Like similarly hard-edged Brit post-hardcore forefathers Mclusky, Million Dead and The St Pierre Snake Invasion, there’s an unaffected earthiness that makes songs as heavy as Afterlove weirdly poppy. And in near-eight-minute epic Apnoea they find space to smuggle sheets of strange beauty into a towering pile of otherwise claustrophobically stacked layers.
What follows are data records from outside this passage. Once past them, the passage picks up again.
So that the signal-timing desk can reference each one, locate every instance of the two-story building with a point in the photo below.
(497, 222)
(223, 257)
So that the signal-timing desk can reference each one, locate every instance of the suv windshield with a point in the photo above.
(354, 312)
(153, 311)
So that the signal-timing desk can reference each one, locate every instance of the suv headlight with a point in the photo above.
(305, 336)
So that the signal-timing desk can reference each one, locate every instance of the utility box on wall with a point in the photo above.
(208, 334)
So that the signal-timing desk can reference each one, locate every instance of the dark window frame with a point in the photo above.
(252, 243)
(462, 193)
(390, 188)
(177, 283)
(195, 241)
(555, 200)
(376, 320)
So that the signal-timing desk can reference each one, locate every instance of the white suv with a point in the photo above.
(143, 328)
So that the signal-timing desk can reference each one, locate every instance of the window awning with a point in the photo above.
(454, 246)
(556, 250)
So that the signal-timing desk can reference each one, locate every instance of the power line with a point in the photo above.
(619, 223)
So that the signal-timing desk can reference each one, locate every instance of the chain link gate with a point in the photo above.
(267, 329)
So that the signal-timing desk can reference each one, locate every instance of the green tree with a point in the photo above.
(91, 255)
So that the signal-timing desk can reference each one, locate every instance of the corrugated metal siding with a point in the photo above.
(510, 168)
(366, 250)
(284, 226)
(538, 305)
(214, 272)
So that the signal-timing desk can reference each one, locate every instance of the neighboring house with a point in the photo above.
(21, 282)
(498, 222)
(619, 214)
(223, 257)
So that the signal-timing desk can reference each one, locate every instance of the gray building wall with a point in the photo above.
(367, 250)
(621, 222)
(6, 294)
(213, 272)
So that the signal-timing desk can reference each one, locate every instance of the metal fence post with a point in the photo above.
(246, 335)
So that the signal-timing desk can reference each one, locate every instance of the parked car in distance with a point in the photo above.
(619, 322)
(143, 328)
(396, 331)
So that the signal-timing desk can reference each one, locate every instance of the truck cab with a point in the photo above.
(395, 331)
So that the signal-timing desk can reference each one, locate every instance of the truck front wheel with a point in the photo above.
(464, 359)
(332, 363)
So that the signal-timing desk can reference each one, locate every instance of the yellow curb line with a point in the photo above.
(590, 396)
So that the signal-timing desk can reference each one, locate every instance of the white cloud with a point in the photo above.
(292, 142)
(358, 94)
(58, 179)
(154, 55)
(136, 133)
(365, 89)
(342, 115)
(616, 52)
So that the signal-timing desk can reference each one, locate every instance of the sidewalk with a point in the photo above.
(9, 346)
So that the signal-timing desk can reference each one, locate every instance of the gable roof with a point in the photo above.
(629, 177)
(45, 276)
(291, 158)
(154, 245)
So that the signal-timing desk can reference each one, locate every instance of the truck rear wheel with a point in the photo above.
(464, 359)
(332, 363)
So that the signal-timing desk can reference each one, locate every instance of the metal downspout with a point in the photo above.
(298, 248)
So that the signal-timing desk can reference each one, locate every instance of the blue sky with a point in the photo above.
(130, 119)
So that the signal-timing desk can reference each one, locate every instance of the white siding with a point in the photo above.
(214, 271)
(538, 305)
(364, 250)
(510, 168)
Brilliantly, where the front end of The Pain That Orbits Life is loaded with the sort of pained self-analysis that title would suggest, its second half ricochets off with joyously unhinged momentum. Nails feels custom-built for mass sing-alongs in festival fields. Suppressor dabbles in crushing doom and flighty prog before unleashing an unadulterated stomp. Landscapes is the sort of building atmospheric masterclass that smaller minds would have thought beyond the reach of a two-piece band.

Even as Warpath crashes into mammoth closer Zion, there are still surprises to be sprung. Filling almost 11 minutes, that last track could’ve been a leaden dirge or an uncontrolled steam-release. Instead, it’s a wildly energetic emotional rollercoaster, with almost folky lightness of touch until a heart-ripping final third that delivers the emotional crescendo this record deserves.

The Cat’s got claws – and a ton more tricks to boot…

Verdict: 4/5

For fans of: Heck, The St Pierre Snake Invasion, Kvelertak

The Pain That Orbits Life is out now Church Road.